Laparoscopic Prostatectomy
If your cancer is localized to the prostate, and you are in reasonably good health and younger than 75 years old, your doctors may recommend that you have surgery to treat your prostate cancer. The most common procedure is called a radical prostatectomy. You may want to ask your surgeon about doing this procedure laparoscopically.
If you opt for a laparoscopic prostatectomy, your surgeon will remove your prostate gland through several very small incisions, using special instruments and cameras. Two different types of robots may be used to assist during surgery.
The major advantages of laparoscopic surgery are that you will probably heal faster and experience less pain than with other types of prostate surgery. The advantages are faster recovery, less pain, faster return to normal activity, decreased blood loss, decreased risk of infection and earlier catheter removal.

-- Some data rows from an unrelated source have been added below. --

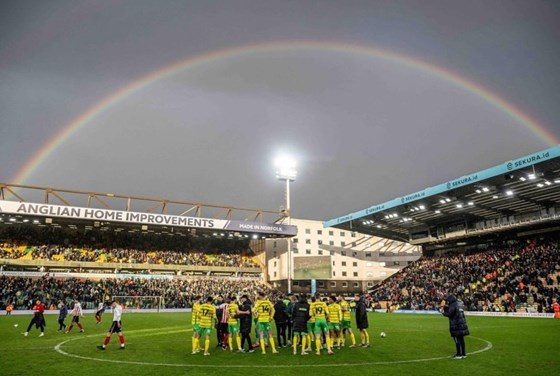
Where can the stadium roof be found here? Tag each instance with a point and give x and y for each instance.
(517, 193)
(46, 206)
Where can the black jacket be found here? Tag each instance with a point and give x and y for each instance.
(300, 315)
(361, 314)
(245, 320)
(280, 315)
(457, 322)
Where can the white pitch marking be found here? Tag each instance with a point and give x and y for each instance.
(58, 349)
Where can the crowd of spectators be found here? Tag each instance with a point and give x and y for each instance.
(519, 275)
(174, 293)
(33, 243)
(130, 256)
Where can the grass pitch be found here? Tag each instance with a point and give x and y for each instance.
(161, 344)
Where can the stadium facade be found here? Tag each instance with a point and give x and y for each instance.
(330, 260)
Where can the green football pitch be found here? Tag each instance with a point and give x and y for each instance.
(160, 344)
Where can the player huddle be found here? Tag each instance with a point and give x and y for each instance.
(324, 321)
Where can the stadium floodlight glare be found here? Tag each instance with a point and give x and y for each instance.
(285, 168)
(286, 171)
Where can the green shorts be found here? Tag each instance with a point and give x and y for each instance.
(197, 329)
(321, 326)
(334, 326)
(233, 328)
(264, 327)
(310, 327)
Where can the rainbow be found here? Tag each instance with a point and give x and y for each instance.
(376, 53)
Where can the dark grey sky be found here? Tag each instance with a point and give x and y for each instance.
(364, 129)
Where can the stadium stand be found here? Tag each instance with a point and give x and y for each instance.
(520, 276)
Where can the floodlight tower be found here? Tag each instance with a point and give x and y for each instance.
(286, 171)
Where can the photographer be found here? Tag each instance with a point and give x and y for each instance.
(453, 309)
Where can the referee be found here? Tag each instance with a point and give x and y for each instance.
(116, 327)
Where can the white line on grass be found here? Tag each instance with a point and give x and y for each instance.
(58, 349)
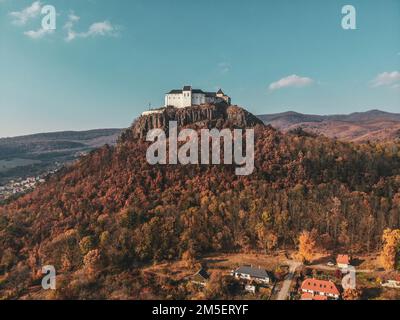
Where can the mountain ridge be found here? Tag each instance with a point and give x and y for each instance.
(373, 125)
(101, 218)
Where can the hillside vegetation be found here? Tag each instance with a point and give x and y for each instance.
(99, 220)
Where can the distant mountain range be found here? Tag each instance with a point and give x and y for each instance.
(374, 125)
(105, 219)
(34, 154)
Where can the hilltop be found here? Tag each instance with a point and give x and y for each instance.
(103, 218)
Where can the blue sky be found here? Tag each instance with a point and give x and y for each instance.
(108, 59)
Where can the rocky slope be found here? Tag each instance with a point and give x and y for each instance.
(205, 116)
(101, 219)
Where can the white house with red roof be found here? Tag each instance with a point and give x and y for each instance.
(315, 289)
(343, 261)
(187, 97)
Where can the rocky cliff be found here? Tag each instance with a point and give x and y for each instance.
(205, 116)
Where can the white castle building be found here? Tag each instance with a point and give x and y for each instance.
(188, 97)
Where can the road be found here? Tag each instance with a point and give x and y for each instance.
(283, 294)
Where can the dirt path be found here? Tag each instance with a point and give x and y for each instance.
(283, 294)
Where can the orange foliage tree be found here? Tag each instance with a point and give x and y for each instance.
(390, 249)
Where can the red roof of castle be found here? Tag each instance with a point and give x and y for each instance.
(343, 259)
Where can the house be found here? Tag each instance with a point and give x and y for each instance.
(250, 288)
(343, 261)
(314, 289)
(201, 277)
(252, 274)
(392, 281)
(188, 97)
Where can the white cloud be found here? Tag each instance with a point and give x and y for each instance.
(291, 81)
(38, 34)
(23, 16)
(387, 79)
(104, 28)
(224, 67)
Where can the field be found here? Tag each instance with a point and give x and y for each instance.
(6, 165)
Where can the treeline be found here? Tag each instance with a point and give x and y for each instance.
(112, 212)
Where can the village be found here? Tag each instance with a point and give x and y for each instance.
(280, 277)
(20, 186)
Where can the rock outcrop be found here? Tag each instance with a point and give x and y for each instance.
(197, 117)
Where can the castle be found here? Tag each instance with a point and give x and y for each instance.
(188, 97)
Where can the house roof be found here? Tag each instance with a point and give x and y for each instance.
(320, 286)
(179, 91)
(309, 296)
(343, 259)
(253, 272)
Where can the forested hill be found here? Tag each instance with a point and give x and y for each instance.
(112, 211)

Like other types of prostatectomy, the major disadvantages of this surgery are impotence and incontinence. However, nerve-sparing surgery can also be done laparoscopically, and that procedure increases your chances of maintaining sexual potency after surgery.
Laparoscopic prostatectomy is a relatively new procedure, and not all surgeons are trained to do it. Prostate surgery for SCCA patients is performed at University of Washington Medical Center, by surgeons who are leaders in prostate cancer surgery in the Pacific Northwest and who have performed more laparoscopic prostatectomies than any other cancer center in the region.